Now that BlackBerry Ltd (NASDAQ:BBRY) (TSE:BB) is being sold for what would have been an insulting price a few years ago—but what feels somewhat generous today—it feels like the unwinding of the company was a fait accompli. But the company’s downfall has been much faster than most people realize, and it demonstrates how being the first company in a new market isn’t always an advantage, explains Michael Zawalsky for Ivey Business Review.

“Total market share is a lagging indicator. In the United States, the average smartphone is about 21 months old,” says Zawalsky. He thinks that it makes more sense to look at sales to give an idea of how a company is performing right now. At the beginning of 2009, Research in Motion (before it changed its name) had the best-selling smartphone in the U.S. and three of the top five.

He looks specifically at data from Verizon Wireless, which would be a good indicator of overall trends, except that the iPhone was only available from AT&T Inc. (NYSE:T) for the first few years. This graph makes it look like people were switching from BlackBerry Ltd (NASDAQ:BBRY) (TSE:BB) to MMI, but it’s more likely that they were switching carriers entirely.

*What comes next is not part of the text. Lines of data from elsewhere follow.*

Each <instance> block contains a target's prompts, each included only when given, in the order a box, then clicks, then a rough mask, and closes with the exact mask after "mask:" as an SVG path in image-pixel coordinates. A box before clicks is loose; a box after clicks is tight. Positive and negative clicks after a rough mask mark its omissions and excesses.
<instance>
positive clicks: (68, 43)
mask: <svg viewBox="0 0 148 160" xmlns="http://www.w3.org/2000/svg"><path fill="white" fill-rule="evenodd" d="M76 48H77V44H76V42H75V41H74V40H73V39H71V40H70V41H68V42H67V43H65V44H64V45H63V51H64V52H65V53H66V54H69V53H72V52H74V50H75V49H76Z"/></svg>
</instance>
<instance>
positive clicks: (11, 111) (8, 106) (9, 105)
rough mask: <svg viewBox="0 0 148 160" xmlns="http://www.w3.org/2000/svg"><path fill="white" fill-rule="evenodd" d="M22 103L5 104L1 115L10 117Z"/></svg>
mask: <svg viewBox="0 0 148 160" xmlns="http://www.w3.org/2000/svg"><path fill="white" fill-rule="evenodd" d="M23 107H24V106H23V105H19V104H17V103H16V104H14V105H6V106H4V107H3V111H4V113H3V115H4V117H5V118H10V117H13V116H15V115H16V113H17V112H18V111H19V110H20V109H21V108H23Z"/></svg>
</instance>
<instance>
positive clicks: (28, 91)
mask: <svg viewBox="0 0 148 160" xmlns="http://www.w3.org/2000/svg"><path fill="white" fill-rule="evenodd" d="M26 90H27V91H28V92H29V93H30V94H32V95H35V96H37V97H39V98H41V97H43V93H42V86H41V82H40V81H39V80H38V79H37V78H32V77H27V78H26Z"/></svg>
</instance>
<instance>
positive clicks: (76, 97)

Even so, the incredible drop from the first to third quarter of 2009 is striking. After that, it’s a steady two year decline to where we are now. (It’s worth pointing out that the rise of MMI is an artifact of the graph. It doesn’t actually show an increase in sales for MMI, it shows roughly steady sales of MMI while Verizon Communications Inc. (NYSE:VZ)’s total sales declined).

BlackBerry made lots of mistakes along the way

BlackBerry Ltd (NASDAQ:BBRY) (TSE:BB) made lots of mistakes along the way, but with such a rapid loss (could they have possibly gotten a new model out within six months?), their obstacles may have been more formidable than people realized.

As Zawalsky put it, “As an aside (and though it pains me as a Canadian and former CrackBerry user) RIM embodies the reason I love the technology space. In no other industry can a series of mistakes or general complacency be so dangerous – and the payoff of the right products and strategy so profound.”